If you’ve been at a job for while, you have probably gained some specialized knowledge or skills. Consider sharing or trading these skills with a teammate. It can give you a more positive perception of the work you are currently doing, and help you learn something different.
You could also become a mentor to a new employee or intern. Leveraging your experience to help others at work usually requires little cost or effort on your part, but it can immensely help someone starting out.
Your brain will thank you too. Giver’s glow is your body’s neurological response to altruistic acts, like helping:
“Such thoughts activate the mesolimbic pathway in the brain that is associated with happiness and production of dopamine, a neurotransmitter that helps control the brain’s reward and pleasure centers. Actual face-to-face helping also triggers areas of the brain associated with happiness.”
Mentoring can also be a catalyst that reminds you of your accomplishments and provides structure to all that you’ve learned at your current job. Spill the beans.
Research shows that the more we employ our natural talents, the more likely we are to be happier at work and more engaged. You could take a personality test like Myers-Briggs or StrengthsFinder, but it’s often as useful to approach the people that know you best. Query your friends, a partner, coworkers, or a manager if there is particular talent or strength that you might have that you could be utilizing more.
For example, if you derive energy from presenting your ideas in public, seek out those opportunities at work, even if they are outside the scope of your current role. If you are an introverted type that prefers detail-oriented, self-directed projects, ask to see if that kind of work is available to take on (or provide assistance on).
They don’t have to be “career-furthering,” or high-profile assignments. They should be things that leverage the skills you naturally bring to the workplace. The kind of work you really get a kick out of might be torture for someone else. Ask around, and you might be surprised at the opportunities that are hidden in plain sight.
“Ask around, and you might be surprised at the opportunities that are hidden in plain sight.”
In many ways, the relationship you have with your manager is the defining factor in your happiness at work. As the adage goes, “you don’t quit your job, you quit your manager,” so it’s crucial that whoever you report to is on board with keeping you content, thriving, and productive.
Every good manager wants their reports to like their jobs, but they can’t read minds. The boss-employee relationship requires input, cooperation, and work from both parties. In a Forbes article about improving your relationship with your boss, Joyce Maroney explains: “We get out of them what we put into them—as long as both parties are committed to the relationship.”
Keeping your boss accountable is important, but be accountable to yourself too. Be honest about what you truly want and need from your job, and give your manager actionable ways to help you. Getting a raise or promotion isn’t always easy—or guaranteed to increase your job satisfaction. But your boss can probably find ways today to act on requests like “I need more encouraging feedback” or “I want opportunities to learn new skills,” so speak up and let them try.
The Sum of Its Parts
We’ve said before: if your daily work doesn’t ladder up to your stated objectives you should stop doing it. The same goes for your career too. It should lead you to where you want to be.

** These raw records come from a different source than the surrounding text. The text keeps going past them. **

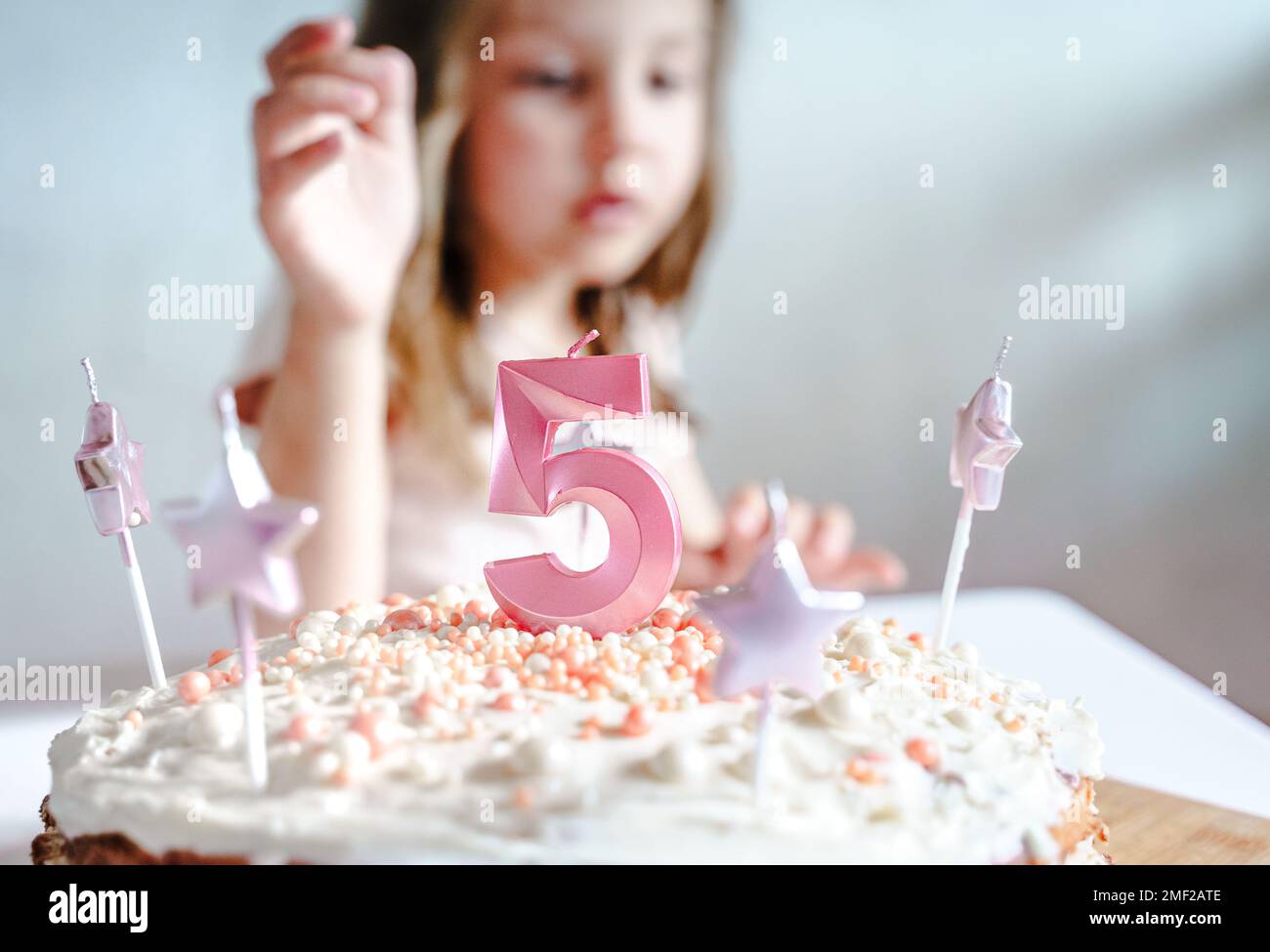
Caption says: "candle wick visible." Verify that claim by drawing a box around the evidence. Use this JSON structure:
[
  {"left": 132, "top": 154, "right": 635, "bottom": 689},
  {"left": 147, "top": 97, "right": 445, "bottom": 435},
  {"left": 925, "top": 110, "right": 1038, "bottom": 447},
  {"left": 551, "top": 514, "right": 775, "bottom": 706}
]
[
  {"left": 992, "top": 334, "right": 1015, "bottom": 380},
  {"left": 568, "top": 327, "right": 600, "bottom": 356},
  {"left": 80, "top": 356, "right": 102, "bottom": 403}
]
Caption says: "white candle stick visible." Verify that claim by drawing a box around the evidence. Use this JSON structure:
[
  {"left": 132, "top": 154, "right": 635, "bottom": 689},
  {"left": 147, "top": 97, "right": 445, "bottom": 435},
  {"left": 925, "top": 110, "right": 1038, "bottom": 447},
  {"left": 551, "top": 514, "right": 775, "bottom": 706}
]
[
  {"left": 750, "top": 684, "right": 776, "bottom": 812},
  {"left": 119, "top": 529, "right": 168, "bottom": 690},
  {"left": 75, "top": 356, "right": 168, "bottom": 690},
  {"left": 935, "top": 337, "right": 1024, "bottom": 651},
  {"left": 935, "top": 492, "right": 974, "bottom": 651},
  {"left": 233, "top": 596, "right": 270, "bottom": 790}
]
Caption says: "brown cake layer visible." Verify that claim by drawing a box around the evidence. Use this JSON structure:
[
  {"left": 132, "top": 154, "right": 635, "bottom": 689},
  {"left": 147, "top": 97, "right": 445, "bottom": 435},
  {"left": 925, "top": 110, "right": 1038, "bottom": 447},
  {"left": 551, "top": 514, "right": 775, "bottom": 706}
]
[{"left": 30, "top": 779, "right": 1110, "bottom": 866}]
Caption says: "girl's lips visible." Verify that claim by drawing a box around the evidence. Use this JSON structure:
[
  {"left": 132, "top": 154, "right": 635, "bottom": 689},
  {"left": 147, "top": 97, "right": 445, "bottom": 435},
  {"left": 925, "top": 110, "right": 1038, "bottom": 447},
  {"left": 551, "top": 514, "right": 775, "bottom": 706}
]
[{"left": 574, "top": 191, "right": 639, "bottom": 231}]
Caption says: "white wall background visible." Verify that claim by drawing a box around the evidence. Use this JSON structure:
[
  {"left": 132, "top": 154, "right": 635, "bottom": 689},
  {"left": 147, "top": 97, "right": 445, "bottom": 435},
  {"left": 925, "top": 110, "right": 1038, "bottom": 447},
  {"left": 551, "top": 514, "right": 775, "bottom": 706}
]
[{"left": 0, "top": 0, "right": 1270, "bottom": 719}]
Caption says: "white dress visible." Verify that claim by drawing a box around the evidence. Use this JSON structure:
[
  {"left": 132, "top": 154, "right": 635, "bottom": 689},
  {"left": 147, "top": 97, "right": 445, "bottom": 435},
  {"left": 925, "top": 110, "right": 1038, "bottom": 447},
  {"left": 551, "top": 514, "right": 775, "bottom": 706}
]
[{"left": 236, "top": 294, "right": 716, "bottom": 597}]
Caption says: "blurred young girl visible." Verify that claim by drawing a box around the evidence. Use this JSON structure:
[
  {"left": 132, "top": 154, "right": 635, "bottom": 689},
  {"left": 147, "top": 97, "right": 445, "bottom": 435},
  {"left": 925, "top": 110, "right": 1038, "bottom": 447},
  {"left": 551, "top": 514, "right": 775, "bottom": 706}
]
[{"left": 238, "top": 0, "right": 903, "bottom": 605}]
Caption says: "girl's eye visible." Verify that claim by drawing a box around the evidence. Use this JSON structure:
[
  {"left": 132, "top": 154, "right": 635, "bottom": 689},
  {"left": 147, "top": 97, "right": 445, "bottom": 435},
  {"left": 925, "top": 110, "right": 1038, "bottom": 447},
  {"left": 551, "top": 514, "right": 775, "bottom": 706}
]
[
  {"left": 649, "top": 70, "right": 683, "bottom": 93},
  {"left": 517, "top": 70, "right": 585, "bottom": 93}
]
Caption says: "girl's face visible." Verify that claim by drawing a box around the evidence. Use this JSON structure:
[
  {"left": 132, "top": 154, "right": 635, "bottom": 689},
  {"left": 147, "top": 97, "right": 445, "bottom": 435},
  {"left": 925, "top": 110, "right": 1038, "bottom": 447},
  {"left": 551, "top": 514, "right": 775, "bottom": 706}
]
[{"left": 466, "top": 0, "right": 711, "bottom": 284}]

Your objectives should be as much map as they are destination.
Think carefully about your company’s goals to calibrate them with your personal values. Is it a mission you can stand behind? When you think about serving a larger purpose, it can help renew your passion for what you do.
Falling in love—whether with your job or with a human—is as emotional as it is introspective; knowing yourself is truly the first step to being happy. And staying happy is an ongoing process of regrounding your long-term goals within your current objectives. When those align, you’re on the path to a job you can adore.